# Dell Inspiron 1525 "Plugged in but not charging"



## manibama (Nov 21, 2009)

Hi
Well i have dell inspiron 1525 since june 2008 and everything was going fine untill march 2009. My ac adapter got burned out and then i bought a new adapter which initally chaged my battery for couple of days and worked perfectly well and then the msg appeared that ur power adapter is less than 65 watts and it wont charge the battery.then i did those procedures like taking the battery out and then agian putting it and after a continuous effort of 10-15 min it usually worked and started charging again untill adapter burnt..anyways after some time again that adapter got out of order and i changed the charger and i continued this process again n againb/c everytime i bought a new adapter it charged the battery for some time and then that msg reappeared and then charger got dead.
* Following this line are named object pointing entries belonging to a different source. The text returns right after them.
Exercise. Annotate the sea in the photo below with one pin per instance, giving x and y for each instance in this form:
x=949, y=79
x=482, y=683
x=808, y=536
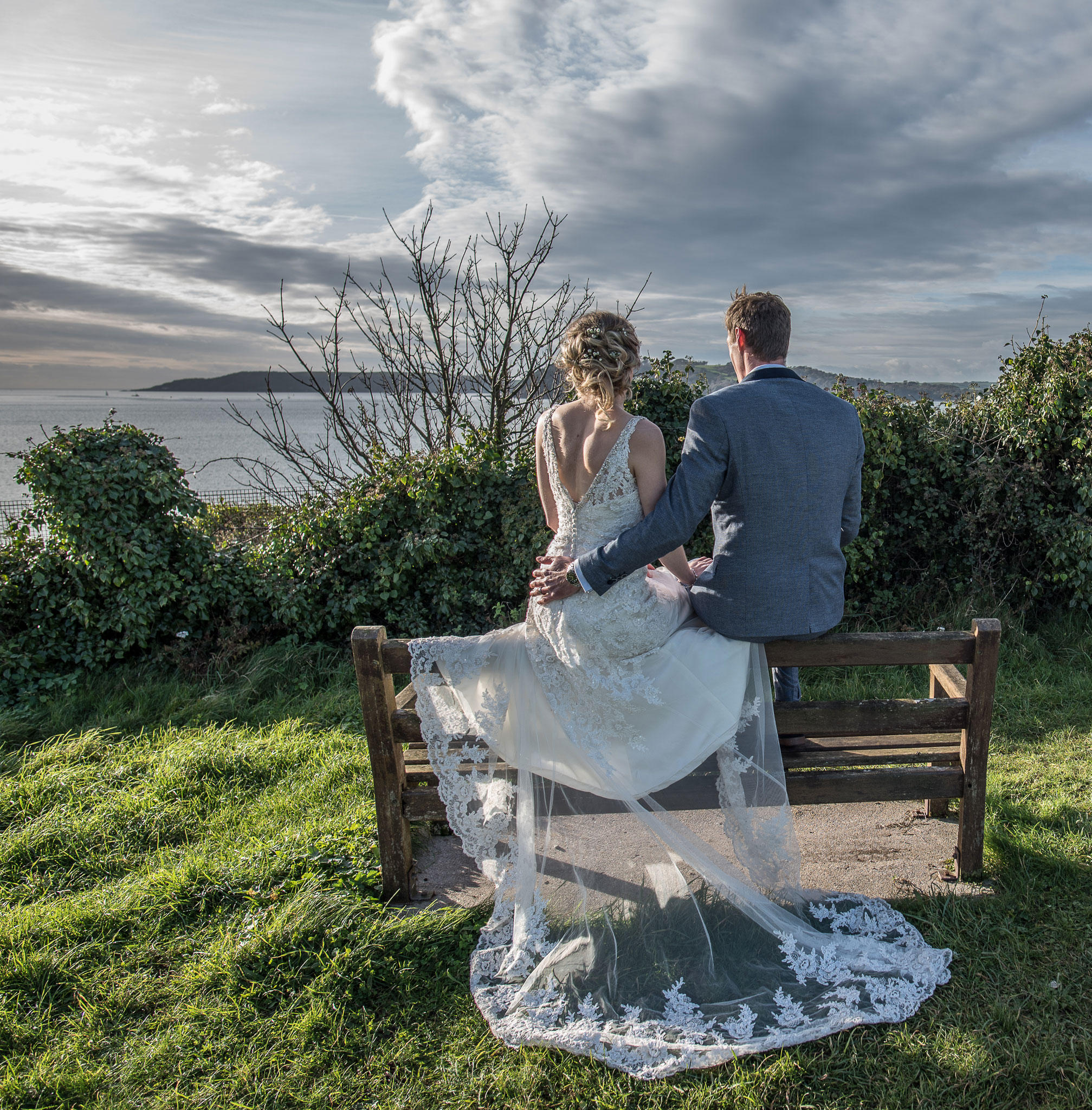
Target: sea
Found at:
x=197, y=428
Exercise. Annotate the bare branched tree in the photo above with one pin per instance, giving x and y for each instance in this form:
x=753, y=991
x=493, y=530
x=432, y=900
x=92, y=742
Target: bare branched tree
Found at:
x=463, y=349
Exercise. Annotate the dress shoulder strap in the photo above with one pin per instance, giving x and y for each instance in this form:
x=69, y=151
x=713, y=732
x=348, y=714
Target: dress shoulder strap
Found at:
x=550, y=450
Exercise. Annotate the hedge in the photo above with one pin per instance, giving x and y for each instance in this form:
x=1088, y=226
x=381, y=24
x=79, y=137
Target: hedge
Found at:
x=983, y=498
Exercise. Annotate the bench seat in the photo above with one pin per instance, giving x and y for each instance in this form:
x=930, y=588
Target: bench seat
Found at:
x=893, y=750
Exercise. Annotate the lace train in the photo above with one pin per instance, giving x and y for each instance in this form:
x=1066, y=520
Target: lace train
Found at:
x=654, y=940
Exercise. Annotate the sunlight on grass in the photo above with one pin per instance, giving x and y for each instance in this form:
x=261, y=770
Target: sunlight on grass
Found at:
x=189, y=916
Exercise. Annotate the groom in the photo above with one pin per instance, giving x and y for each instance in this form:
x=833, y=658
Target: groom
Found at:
x=778, y=461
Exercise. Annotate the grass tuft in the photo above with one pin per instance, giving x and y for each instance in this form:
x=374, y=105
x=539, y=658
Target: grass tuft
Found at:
x=189, y=916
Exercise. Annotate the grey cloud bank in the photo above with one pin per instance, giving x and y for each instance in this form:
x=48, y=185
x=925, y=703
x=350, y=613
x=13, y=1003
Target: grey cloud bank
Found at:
x=910, y=178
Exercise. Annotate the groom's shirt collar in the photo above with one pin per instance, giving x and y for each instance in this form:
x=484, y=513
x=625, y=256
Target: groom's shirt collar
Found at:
x=771, y=370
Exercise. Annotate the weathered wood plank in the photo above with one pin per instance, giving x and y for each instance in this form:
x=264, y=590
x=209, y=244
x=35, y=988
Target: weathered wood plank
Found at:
x=945, y=681
x=423, y=805
x=800, y=745
x=981, y=681
x=406, y=726
x=870, y=719
x=377, y=693
x=865, y=757
x=699, y=791
x=880, y=784
x=839, y=650
x=397, y=656
x=865, y=649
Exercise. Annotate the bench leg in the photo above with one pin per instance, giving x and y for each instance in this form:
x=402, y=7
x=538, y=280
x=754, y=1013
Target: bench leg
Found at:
x=937, y=807
x=389, y=773
x=974, y=746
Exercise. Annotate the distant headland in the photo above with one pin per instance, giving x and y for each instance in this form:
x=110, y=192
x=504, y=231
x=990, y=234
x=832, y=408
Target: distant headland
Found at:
x=254, y=381
x=936, y=391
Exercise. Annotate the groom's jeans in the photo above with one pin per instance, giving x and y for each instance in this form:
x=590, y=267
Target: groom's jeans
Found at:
x=786, y=684
x=787, y=680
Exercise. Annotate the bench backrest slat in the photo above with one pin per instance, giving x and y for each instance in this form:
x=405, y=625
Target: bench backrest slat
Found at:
x=841, y=650
x=869, y=719
x=958, y=707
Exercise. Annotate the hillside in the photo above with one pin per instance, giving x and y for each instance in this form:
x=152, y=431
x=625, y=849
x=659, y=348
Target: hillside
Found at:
x=253, y=381
x=721, y=377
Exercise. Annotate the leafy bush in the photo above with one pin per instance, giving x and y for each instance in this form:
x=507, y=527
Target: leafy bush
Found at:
x=985, y=498
x=432, y=544
x=119, y=565
x=440, y=544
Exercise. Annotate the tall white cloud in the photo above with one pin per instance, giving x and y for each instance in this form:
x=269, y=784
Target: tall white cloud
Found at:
x=877, y=160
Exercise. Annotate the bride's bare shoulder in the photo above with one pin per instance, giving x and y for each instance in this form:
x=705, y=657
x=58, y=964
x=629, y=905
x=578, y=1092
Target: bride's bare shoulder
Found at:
x=646, y=436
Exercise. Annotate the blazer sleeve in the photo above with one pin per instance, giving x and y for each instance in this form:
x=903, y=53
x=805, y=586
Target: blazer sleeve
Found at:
x=688, y=498
x=851, y=507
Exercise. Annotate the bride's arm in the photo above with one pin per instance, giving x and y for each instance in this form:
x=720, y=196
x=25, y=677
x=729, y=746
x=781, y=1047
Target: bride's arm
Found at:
x=647, y=461
x=545, y=493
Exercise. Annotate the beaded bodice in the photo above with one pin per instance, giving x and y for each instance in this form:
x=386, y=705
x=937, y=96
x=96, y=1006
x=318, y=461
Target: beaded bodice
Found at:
x=610, y=506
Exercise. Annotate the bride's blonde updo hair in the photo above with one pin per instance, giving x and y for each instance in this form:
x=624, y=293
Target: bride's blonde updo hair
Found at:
x=598, y=356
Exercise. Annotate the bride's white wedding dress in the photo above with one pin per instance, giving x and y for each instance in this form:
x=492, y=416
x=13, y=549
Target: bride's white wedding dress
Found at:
x=655, y=940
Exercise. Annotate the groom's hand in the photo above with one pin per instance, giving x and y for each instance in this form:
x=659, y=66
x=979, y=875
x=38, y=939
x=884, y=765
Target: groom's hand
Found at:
x=548, y=582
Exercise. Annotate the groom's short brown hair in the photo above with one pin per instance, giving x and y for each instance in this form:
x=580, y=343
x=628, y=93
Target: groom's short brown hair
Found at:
x=764, y=319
So then i bought a genuine adapter the one which came with the brand new dell laptop and it did charge the battery for 2 months but 2 days back again same msg appeare i.e plugged in not charging.now in the mean time i used my laptop without ac adapter plugged in and its battery discarged and now its 0% and im working on my laptop connected with plugged in charger
even i tried to charge with the universal adapters of TARGUS company but the same problem continues
Now kindly help me to fix the problem and also tell me by running the laptop with 0% battery on the ac adapter would burn my MOTHERBORD...the second part is really urgent b/c i had very very very important stuff on it and if its gonna happen then i should quickly transfer it on the the external hardrive
Need an urgent response either here or on my email add i.c [email protected]
thanks in anticipation


----------



## manibama (Nov 21, 2009)

and also in the BIOS review it says that battery is idle and ac adapter is unknow device!!!


----------



## Wrench97 (May 10, 2008)

Is the adapter a OEM Dell product?


----------



## manibama (Nov 21, 2009)

OEM dell product is not written over it. its 90 w as adapter of pa-10 family and moderl no is PA-1900-02D....

Anyways ive another question as well
does charging the laptop by 4.62A adapter effects it. cos mine requires 3.34A?


----------



## Wrench97 (May 10, 2008)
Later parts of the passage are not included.